The legislation to create the 50 State Quarters Program was signed into law in 1997 by President Bill Clinton, and the plan was to issue the quarters incrementally over a ten-year period. By the end of 2008, with the minting of Hawaii's quarter (Hawaiian monarch King Kamehameha I stretching his hand toward the eight major Hawaiian Islands), the Quarters program officially ended, and it has proven to be an enormous success — both financially for the government and aesthetically and historically for numismatists and otherwise interested parties everywhere.

Noles, thankfully, provides us a comprehensive look at the very distinct, yet commonly bound, 50 states that make up the U.S. He does so with enough erudition to make the book substantive while interjecting the perfect amount of lightheartedness and whimsy to make the book eminently readable.

District of Columbia and Territorial quarters will be minted in addition to the 50 quarters the last to be issued this year with Arizona, Alaska, and Hawaii.

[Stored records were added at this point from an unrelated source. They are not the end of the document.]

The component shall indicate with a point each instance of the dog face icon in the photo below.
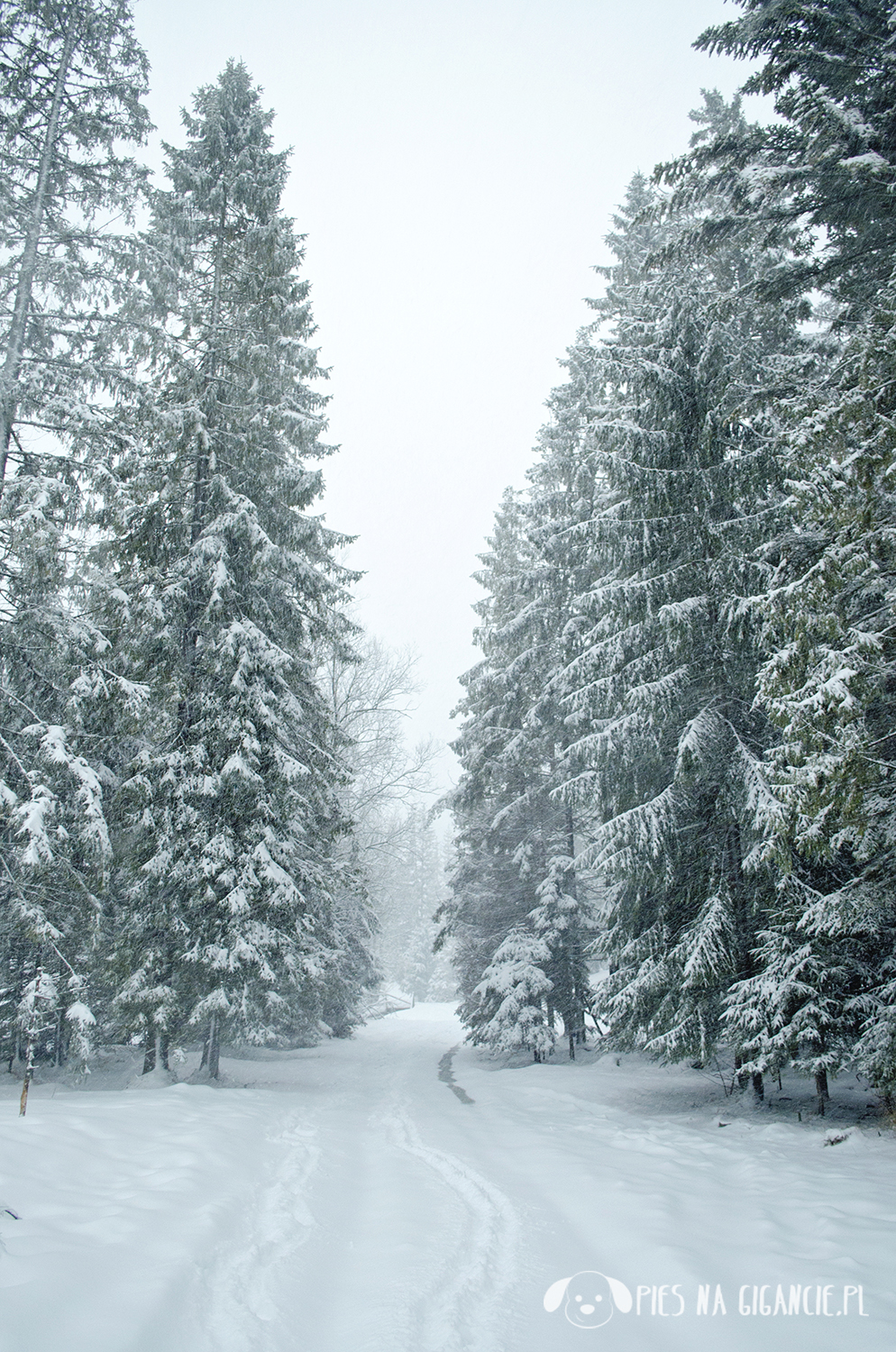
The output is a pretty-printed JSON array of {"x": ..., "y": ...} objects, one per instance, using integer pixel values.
[{"x": 590, "y": 1298}]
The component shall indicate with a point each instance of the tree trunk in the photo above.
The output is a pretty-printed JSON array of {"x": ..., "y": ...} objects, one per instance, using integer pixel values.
[
  {"x": 149, "y": 1051},
  {"x": 29, "y": 1076},
  {"x": 214, "y": 1046},
  {"x": 22, "y": 305},
  {"x": 822, "y": 1090}
]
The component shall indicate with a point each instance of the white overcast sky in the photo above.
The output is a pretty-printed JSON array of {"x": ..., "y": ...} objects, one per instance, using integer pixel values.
[{"x": 454, "y": 168}]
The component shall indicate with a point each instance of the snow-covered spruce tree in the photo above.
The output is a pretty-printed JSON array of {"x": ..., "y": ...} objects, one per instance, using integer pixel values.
[
  {"x": 70, "y": 80},
  {"x": 682, "y": 449},
  {"x": 509, "y": 1008},
  {"x": 826, "y": 995},
  {"x": 230, "y": 918},
  {"x": 515, "y": 870},
  {"x": 826, "y": 168},
  {"x": 410, "y": 891}
]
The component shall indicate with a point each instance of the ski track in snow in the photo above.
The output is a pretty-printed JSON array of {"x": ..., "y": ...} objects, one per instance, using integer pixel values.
[
  {"x": 462, "y": 1308},
  {"x": 241, "y": 1286},
  {"x": 338, "y": 1200}
]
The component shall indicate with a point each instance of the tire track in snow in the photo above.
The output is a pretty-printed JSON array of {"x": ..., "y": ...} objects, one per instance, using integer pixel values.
[
  {"x": 462, "y": 1311},
  {"x": 446, "y": 1075},
  {"x": 242, "y": 1306}
]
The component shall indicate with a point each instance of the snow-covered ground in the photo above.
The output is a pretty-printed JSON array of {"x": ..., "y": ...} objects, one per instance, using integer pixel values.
[{"x": 348, "y": 1198}]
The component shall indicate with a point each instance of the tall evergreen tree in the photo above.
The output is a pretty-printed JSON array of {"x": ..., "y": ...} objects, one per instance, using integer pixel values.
[
  {"x": 70, "y": 80},
  {"x": 233, "y": 799},
  {"x": 823, "y": 173}
]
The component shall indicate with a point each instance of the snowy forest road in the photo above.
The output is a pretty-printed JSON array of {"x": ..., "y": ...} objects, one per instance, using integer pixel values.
[{"x": 343, "y": 1200}]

"The life of the land is perpetuated in righteousness"

4 comments:

Linda said...

I had started collecting these back when they first came out but due to a financial crisis of some sort of other, I actually had to use them instead.

Apparently coin collecting is never going to be my forte!

Linda said...

I'm back to say that I have given you an award and hope you like it! Stop on by and pick it up here!

Mo and The Purries said...

I didn't know that DC and the territories will be issued quarters, too.
Interesting.

Travis Cody said...

I still enjoy coming across these quarters. I never really collected them though.

I remember several times getting a handful of change, and all of the quarters would be state quarters. So I figured I'd always be able to find them if I ever wanted.